The Angels will start Zack Grienke in the first game Sunday and Ervin Santana in the second. Scioscia admitted the Angels’ bullpen is tired — one reason they did not want to play a doubleheader — and said he thought Greinke had a better chance than Santana to go deep into the game and spare the relievers.

If the Angels should force a tiebreaker with the A’s, the doubleheader also would deprive them of the option to start Santana on regular rest. They probably would have to choose between Greinke and Santana, each on three days’ rest.

Although Saturday’s game was scheduled to start at 3 p.m. local time, the game was not called off until 7 p.m. As the rain fell earlier Saturday, Scioscia said he would have been fine with starting at 9 p.m., or 11 p.m., or even 1 a.m.
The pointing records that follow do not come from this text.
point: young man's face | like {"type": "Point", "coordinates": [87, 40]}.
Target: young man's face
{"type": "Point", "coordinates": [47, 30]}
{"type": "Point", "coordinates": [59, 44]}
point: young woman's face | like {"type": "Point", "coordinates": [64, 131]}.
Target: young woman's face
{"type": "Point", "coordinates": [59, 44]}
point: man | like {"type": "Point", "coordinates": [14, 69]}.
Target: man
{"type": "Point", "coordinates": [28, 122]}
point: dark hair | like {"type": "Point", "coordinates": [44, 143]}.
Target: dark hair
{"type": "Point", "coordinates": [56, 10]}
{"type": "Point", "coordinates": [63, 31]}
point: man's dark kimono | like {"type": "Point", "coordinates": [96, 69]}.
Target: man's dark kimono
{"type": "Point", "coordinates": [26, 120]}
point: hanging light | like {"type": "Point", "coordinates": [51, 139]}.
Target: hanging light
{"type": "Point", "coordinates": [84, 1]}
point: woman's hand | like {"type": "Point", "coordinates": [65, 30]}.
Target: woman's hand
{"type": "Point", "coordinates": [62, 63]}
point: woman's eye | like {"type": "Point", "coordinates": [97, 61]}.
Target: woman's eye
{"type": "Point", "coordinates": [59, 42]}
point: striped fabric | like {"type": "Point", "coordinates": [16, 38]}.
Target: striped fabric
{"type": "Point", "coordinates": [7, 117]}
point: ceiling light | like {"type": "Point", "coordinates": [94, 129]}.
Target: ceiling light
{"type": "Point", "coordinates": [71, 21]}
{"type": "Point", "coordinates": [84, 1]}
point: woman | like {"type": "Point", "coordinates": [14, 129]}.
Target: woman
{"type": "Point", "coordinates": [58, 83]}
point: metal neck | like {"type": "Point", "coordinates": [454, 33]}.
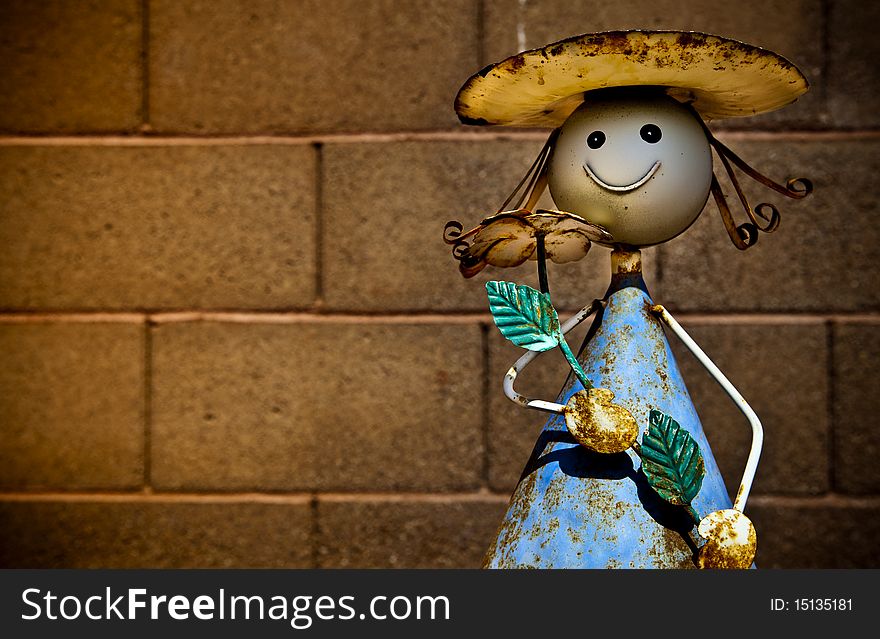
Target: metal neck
{"type": "Point", "coordinates": [625, 262]}
{"type": "Point", "coordinates": [626, 270]}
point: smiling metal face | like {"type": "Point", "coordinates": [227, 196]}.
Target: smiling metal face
{"type": "Point", "coordinates": [637, 164]}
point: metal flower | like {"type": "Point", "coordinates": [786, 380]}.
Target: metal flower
{"type": "Point", "coordinates": [509, 238]}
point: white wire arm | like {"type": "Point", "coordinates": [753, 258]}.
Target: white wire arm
{"type": "Point", "coordinates": [757, 431]}
{"type": "Point", "coordinates": [525, 360]}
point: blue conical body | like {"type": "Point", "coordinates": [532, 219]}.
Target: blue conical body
{"type": "Point", "coordinates": [577, 509]}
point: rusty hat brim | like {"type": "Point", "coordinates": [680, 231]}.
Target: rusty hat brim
{"type": "Point", "coordinates": [719, 77]}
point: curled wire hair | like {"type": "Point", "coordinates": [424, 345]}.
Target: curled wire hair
{"type": "Point", "coordinates": [764, 217]}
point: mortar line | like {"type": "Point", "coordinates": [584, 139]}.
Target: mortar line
{"type": "Point", "coordinates": [293, 497]}
{"type": "Point", "coordinates": [481, 34]}
{"type": "Point", "coordinates": [148, 405]}
{"type": "Point", "coordinates": [319, 223]}
{"type": "Point", "coordinates": [825, 67]}
{"type": "Point", "coordinates": [830, 396]}
{"type": "Point", "coordinates": [306, 498]}
{"type": "Point", "coordinates": [145, 65]}
{"type": "Point", "coordinates": [472, 134]}
{"type": "Point", "coordinates": [315, 530]}
{"type": "Point", "coordinates": [400, 317]}
{"type": "Point", "coordinates": [485, 413]}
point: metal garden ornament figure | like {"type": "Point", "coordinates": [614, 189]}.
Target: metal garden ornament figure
{"type": "Point", "coordinates": [622, 474]}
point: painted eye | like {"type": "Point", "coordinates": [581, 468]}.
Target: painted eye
{"type": "Point", "coordinates": [595, 139]}
{"type": "Point", "coordinates": [651, 133]}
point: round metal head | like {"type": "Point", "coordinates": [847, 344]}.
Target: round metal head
{"type": "Point", "coordinates": [635, 162]}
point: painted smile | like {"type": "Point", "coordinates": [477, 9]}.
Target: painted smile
{"type": "Point", "coordinates": [622, 189]}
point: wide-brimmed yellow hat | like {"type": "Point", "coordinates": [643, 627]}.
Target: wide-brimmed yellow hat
{"type": "Point", "coordinates": [719, 77]}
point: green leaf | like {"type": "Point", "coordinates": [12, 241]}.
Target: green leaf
{"type": "Point", "coordinates": [671, 460]}
{"type": "Point", "coordinates": [523, 315]}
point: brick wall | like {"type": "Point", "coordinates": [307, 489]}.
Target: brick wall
{"type": "Point", "coordinates": [231, 335]}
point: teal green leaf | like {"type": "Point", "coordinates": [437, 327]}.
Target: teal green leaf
{"type": "Point", "coordinates": [671, 460]}
{"type": "Point", "coordinates": [523, 315]}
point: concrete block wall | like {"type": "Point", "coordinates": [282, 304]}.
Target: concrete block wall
{"type": "Point", "coordinates": [232, 336]}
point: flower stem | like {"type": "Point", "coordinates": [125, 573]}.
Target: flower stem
{"type": "Point", "coordinates": [572, 361]}
{"type": "Point", "coordinates": [542, 263]}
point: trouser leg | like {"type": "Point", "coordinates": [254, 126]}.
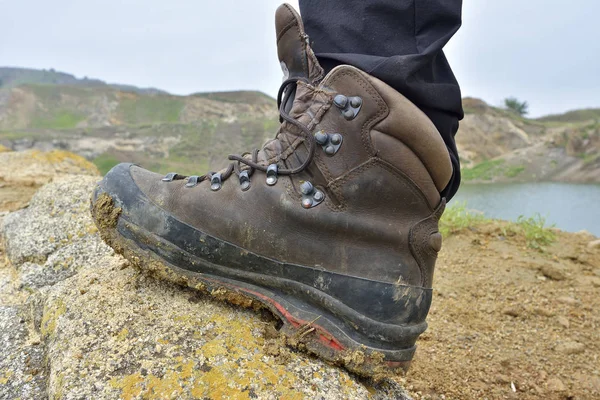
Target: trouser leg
{"type": "Point", "coordinates": [399, 42]}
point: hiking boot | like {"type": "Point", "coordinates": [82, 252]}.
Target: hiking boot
{"type": "Point", "coordinates": [332, 225]}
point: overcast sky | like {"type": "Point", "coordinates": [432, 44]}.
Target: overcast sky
{"type": "Point", "coordinates": [544, 51]}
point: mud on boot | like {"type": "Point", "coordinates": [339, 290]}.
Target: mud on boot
{"type": "Point", "coordinates": [332, 225]}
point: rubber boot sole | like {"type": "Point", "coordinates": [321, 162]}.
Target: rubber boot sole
{"type": "Point", "coordinates": [308, 321]}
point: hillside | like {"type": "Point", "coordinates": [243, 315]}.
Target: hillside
{"type": "Point", "coordinates": [110, 123]}
{"type": "Point", "coordinates": [496, 145]}
{"type": "Point", "coordinates": [514, 314]}
{"type": "Point", "coordinates": [12, 77]}
{"type": "Point", "coordinates": [114, 123]}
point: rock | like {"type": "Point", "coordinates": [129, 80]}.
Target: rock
{"type": "Point", "coordinates": [589, 382]}
{"type": "Point", "coordinates": [110, 331]}
{"type": "Point", "coordinates": [511, 311]}
{"type": "Point", "coordinates": [567, 300]}
{"type": "Point", "coordinates": [22, 373]}
{"type": "Point", "coordinates": [34, 167]}
{"type": "Point", "coordinates": [570, 347]}
{"type": "Point", "coordinates": [544, 312]}
{"type": "Point", "coordinates": [563, 321]}
{"type": "Point", "coordinates": [52, 221]}
{"type": "Point", "coordinates": [553, 272]}
{"type": "Point", "coordinates": [555, 385]}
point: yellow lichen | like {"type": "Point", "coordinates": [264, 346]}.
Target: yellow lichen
{"type": "Point", "coordinates": [50, 317]}
{"type": "Point", "coordinates": [123, 334]}
{"type": "Point", "coordinates": [5, 376]}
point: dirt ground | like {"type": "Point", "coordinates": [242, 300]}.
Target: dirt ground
{"type": "Point", "coordinates": [508, 322]}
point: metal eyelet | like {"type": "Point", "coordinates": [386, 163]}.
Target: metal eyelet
{"type": "Point", "coordinates": [171, 176]}
{"type": "Point", "coordinates": [215, 182]}
{"type": "Point", "coordinates": [311, 197]}
{"type": "Point", "coordinates": [244, 180]}
{"type": "Point", "coordinates": [340, 101]}
{"type": "Point", "coordinates": [272, 174]}
{"type": "Point", "coordinates": [349, 106]}
{"type": "Point", "coordinates": [192, 181]}
{"type": "Point", "coordinates": [329, 142]}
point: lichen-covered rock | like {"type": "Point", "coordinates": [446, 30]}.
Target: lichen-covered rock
{"type": "Point", "coordinates": [57, 217]}
{"type": "Point", "coordinates": [110, 331]}
{"type": "Point", "coordinates": [21, 362]}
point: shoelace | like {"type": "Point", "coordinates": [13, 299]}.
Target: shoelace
{"type": "Point", "coordinates": [253, 162]}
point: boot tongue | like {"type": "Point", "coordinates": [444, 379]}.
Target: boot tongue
{"type": "Point", "coordinates": [295, 54]}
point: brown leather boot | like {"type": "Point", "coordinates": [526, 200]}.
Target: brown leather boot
{"type": "Point", "coordinates": [332, 225]}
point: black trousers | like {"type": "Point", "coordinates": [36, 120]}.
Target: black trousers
{"type": "Point", "coordinates": [399, 42]}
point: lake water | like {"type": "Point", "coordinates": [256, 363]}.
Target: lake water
{"type": "Point", "coordinates": [571, 207]}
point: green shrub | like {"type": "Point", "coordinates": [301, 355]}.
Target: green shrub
{"type": "Point", "coordinates": [457, 217]}
{"type": "Point", "coordinates": [514, 171]}
{"type": "Point", "coordinates": [485, 170]}
{"type": "Point", "coordinates": [105, 162]}
{"type": "Point", "coordinates": [537, 234]}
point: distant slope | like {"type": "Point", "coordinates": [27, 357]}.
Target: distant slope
{"type": "Point", "coordinates": [13, 76]}
{"type": "Point", "coordinates": [588, 114]}
{"type": "Point", "coordinates": [116, 123]}
{"type": "Point", "coordinates": [190, 134]}
{"type": "Point", "coordinates": [58, 106]}
{"type": "Point", "coordinates": [496, 145]}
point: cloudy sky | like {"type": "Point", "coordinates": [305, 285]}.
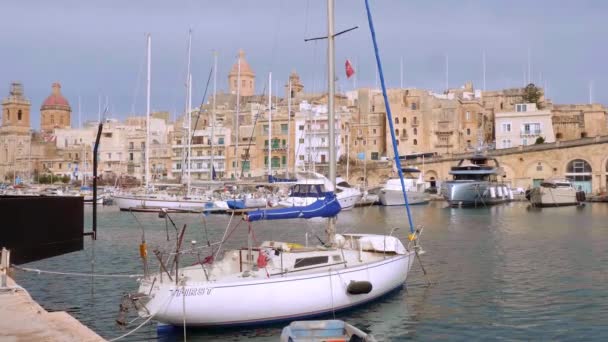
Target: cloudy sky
{"type": "Point", "coordinates": [97, 48]}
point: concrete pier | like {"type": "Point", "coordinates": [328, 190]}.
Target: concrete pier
{"type": "Point", "coordinates": [22, 319]}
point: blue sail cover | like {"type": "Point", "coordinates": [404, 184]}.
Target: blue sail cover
{"type": "Point", "coordinates": [236, 204]}
{"type": "Point", "coordinates": [324, 207]}
{"type": "Point", "coordinates": [273, 179]}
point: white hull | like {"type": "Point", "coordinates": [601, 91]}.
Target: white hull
{"type": "Point", "coordinates": [553, 197]}
{"type": "Point", "coordinates": [277, 298]}
{"type": "Point", "coordinates": [145, 202]}
{"type": "Point", "coordinates": [347, 200]}
{"type": "Point", "coordinates": [393, 197]}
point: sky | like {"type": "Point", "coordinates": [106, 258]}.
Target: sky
{"type": "Point", "coordinates": [98, 48]}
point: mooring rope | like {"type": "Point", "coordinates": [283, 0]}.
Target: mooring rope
{"type": "Point", "coordinates": [76, 274]}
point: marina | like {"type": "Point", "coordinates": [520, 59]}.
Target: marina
{"type": "Point", "coordinates": [339, 213]}
{"type": "Point", "coordinates": [499, 272]}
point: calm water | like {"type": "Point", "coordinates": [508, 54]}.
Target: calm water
{"type": "Point", "coordinates": [505, 273]}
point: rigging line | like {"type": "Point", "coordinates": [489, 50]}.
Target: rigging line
{"type": "Point", "coordinates": [257, 116]}
{"type": "Point", "coordinates": [389, 116]}
{"type": "Point", "coordinates": [75, 274]}
{"type": "Point", "coordinates": [137, 84]}
{"type": "Point", "coordinates": [200, 109]}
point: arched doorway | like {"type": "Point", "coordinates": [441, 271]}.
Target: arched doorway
{"type": "Point", "coordinates": [578, 171]}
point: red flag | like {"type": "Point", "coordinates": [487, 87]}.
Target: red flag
{"type": "Point", "coordinates": [349, 69]}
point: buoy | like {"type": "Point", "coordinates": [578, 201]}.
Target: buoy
{"type": "Point", "coordinates": [359, 287]}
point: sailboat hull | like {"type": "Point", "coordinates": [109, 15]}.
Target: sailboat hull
{"type": "Point", "coordinates": [278, 298]}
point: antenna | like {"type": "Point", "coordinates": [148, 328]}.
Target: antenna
{"type": "Point", "coordinates": [483, 62]}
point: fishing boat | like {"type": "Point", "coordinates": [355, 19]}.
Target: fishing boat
{"type": "Point", "coordinates": [555, 193]}
{"type": "Point", "coordinates": [476, 183]}
{"type": "Point", "coordinates": [390, 194]}
{"type": "Point", "coordinates": [323, 331]}
{"type": "Point", "coordinates": [277, 280]}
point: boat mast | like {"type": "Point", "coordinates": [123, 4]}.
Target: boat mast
{"type": "Point", "coordinates": [288, 124]}
{"type": "Point", "coordinates": [148, 111]}
{"type": "Point", "coordinates": [213, 114]}
{"type": "Point", "coordinates": [331, 226]}
{"type": "Point", "coordinates": [236, 121]}
{"type": "Point", "coordinates": [269, 124]}
{"type": "Point", "coordinates": [188, 109]}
However, as forecasts showed no chance for a window of clearing before midnight, umpires called the game. Forecasts that originally showed a 60% or 70% chance of rain into evening had turned into 100%.


“I don’t know if I’ve ever seen a weather report that said 100% chance of rain,” Scioscia said.

Wells grateful

Outfielder Vernon Wells said he left Wednesday’s game in the eighth inning to join his 7-year-old son at an Orange County hospital. He said his son required an emergency appendectomy.

He said his son has since been released from the hospital and is expected to make a full recovery.


Wells said he is grateful doctors diagnosed the appendicitis early enough that arthroscopic surgery could be performed. Had the appendix ruptured, his son would have required major surgery.

“He’s got three holes in his belly,” Wells said Saturday. “It’s a lot better than having to be opened up.”